One important difference between the way Williams handles emotion and the way she handles morality is that moral qualities are rarely brought up, even indirectly. Her characters live in a world where sexual success is planned for with the same neutral determination as any work task, and where cheating on one’s spouse is “wrong” in roughly the same way losing a tennis match is. The two appearances of the phrase “not right” in the book’s shorter stories make these points well:
The man remember I told you about?—who calls me?—called me and he wanted to come over and I told him that now really wasn’t a good time for me to have sexual relations, but he came over and what we did was peculiar, not very good, very odd, not right.

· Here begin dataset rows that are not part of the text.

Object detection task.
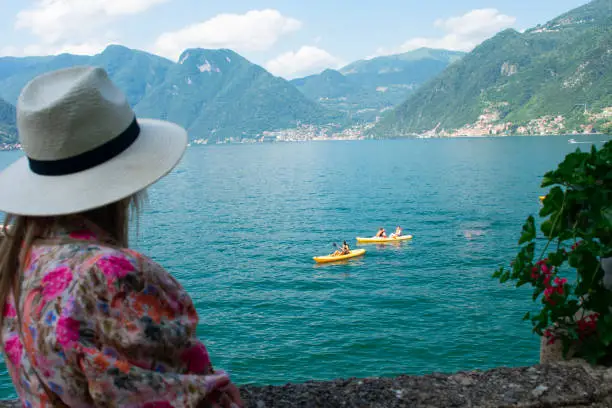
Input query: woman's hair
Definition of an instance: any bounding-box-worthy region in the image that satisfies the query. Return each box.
[0,191,146,332]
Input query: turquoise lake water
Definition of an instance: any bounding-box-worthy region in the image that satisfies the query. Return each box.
[0,136,604,397]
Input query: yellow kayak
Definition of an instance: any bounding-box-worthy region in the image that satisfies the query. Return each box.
[357,235,412,244]
[312,249,365,263]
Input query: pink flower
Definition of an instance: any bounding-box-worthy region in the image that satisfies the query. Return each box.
[55,316,81,347]
[4,336,23,367]
[181,343,210,374]
[42,266,72,299]
[142,401,174,408]
[3,302,17,317]
[69,230,96,241]
[96,256,134,278]
[555,276,567,286]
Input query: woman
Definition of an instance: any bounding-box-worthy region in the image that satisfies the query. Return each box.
[390,225,402,238]
[342,241,351,255]
[374,227,387,238]
[0,67,242,407]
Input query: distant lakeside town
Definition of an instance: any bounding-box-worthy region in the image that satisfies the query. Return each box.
[0,114,612,151]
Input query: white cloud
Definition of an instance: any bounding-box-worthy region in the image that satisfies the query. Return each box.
[375,8,516,56]
[153,9,302,59]
[0,41,116,57]
[13,0,170,55]
[266,45,342,79]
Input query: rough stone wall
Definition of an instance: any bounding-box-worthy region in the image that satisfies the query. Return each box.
[0,361,612,408]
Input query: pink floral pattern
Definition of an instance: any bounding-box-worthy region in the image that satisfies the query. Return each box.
[4,335,23,366]
[41,266,72,299]
[96,256,134,279]
[2,222,229,408]
[55,317,81,347]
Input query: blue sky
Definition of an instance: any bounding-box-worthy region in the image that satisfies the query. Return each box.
[0,0,587,78]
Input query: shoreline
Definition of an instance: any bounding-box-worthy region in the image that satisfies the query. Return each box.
[0,360,612,408]
[0,133,612,152]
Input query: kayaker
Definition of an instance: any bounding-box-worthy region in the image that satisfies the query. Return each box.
[375,227,387,238]
[331,241,346,256]
[391,225,402,238]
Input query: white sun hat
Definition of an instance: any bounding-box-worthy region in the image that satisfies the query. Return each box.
[0,67,187,216]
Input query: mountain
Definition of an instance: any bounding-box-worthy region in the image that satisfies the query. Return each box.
[291,69,393,121]
[291,48,463,120]
[0,45,345,141]
[372,0,612,137]
[136,49,340,139]
[0,99,17,143]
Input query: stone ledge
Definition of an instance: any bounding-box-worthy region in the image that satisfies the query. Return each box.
[0,361,612,408]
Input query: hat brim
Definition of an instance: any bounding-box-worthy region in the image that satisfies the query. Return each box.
[0,119,187,216]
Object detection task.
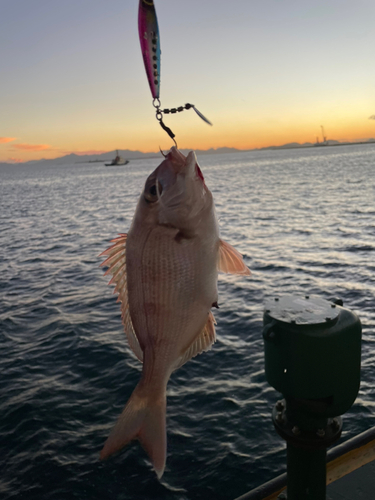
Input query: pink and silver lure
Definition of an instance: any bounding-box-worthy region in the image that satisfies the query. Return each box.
[138,0,212,146]
[138,0,161,99]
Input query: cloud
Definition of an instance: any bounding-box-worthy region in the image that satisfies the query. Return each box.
[64,149,108,156]
[0,137,16,144]
[8,158,23,163]
[12,144,51,151]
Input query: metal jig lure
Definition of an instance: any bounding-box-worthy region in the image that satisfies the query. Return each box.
[138,0,212,147]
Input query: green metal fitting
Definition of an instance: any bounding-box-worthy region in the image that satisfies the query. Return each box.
[263,296,361,418]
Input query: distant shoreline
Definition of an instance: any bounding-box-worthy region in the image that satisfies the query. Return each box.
[0,138,375,166]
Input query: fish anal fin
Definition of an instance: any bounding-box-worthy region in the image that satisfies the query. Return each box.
[100,234,143,361]
[218,240,251,276]
[100,381,167,479]
[174,311,216,370]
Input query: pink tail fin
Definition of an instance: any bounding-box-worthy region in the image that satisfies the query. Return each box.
[100,383,167,479]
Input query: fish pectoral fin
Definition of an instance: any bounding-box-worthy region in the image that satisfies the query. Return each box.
[174,311,216,370]
[100,234,143,361]
[218,240,251,276]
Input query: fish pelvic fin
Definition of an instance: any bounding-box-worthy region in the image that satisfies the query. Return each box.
[100,381,167,479]
[218,240,251,276]
[173,311,216,370]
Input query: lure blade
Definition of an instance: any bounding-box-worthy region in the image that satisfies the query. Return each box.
[138,0,161,99]
[191,105,212,126]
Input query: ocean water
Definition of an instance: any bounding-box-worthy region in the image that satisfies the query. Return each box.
[0,145,375,500]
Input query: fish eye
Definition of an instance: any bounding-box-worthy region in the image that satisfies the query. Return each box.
[144,179,163,203]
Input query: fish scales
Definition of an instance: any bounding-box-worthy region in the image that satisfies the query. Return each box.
[101,148,250,478]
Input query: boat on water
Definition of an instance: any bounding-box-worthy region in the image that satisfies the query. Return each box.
[105,149,129,167]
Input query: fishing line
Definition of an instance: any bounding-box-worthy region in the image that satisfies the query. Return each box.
[138,0,212,147]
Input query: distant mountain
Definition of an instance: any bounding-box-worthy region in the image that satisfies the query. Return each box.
[0,138,375,167]
[0,148,247,166]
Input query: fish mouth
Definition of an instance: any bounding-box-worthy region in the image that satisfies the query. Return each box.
[167,146,204,183]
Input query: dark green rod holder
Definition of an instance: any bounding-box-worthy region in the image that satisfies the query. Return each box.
[263,296,361,500]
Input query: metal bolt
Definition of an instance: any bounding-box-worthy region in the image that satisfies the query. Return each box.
[331,418,340,431]
[292,425,301,436]
[276,411,284,424]
[276,399,284,411]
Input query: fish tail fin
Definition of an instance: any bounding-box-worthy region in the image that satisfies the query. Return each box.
[100,382,167,479]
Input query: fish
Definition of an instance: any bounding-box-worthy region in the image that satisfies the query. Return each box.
[100,147,250,479]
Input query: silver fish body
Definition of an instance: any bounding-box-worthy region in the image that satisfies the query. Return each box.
[101,148,250,478]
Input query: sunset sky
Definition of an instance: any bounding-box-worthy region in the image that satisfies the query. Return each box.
[0,0,375,162]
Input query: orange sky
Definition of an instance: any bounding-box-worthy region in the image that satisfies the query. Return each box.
[0,0,375,162]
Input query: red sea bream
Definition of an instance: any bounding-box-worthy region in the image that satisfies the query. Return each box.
[101,148,250,478]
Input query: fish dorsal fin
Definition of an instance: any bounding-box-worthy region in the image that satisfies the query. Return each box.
[100,234,143,361]
[218,240,251,276]
[174,311,216,370]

I present my problem to nearly everyone I know well and there is no solution to my problem. They ask me, “How did that happen?” or they say, “This is not right.” They want to talk to me about sex, what I should know about fortune-telling, how to think logically, how to improve my conversation.
[from "A Dramatic Classic Leap"]
Embedded in a different kind of story, the first paragraph could almost be a description of an assault or rape. But knowing the bias Williams has against any moral implications in her work, it’s more natural to interpret “not right” as suggesting peculiarity or oddity. The second paragraph quotes advice to the narrator in the form of value-neutral tips for better living. Again, no moral judgment is implied—the issues that prompt the suggestions are merely disappointments, not sins.
All the strategic cuts and elisions Williams employs yield a slim but challenging volume. What initially reads as stylistic redundancy between the book’s 41 stories and novella becomes, after a few passes, an impressive unity of focus on a tightly linked group of themes. The epiphanies suppressed in the text are there to be had if we read hard enough.
Sacha Arnold is a contributing editor at Other magazine and lives in San Francisco.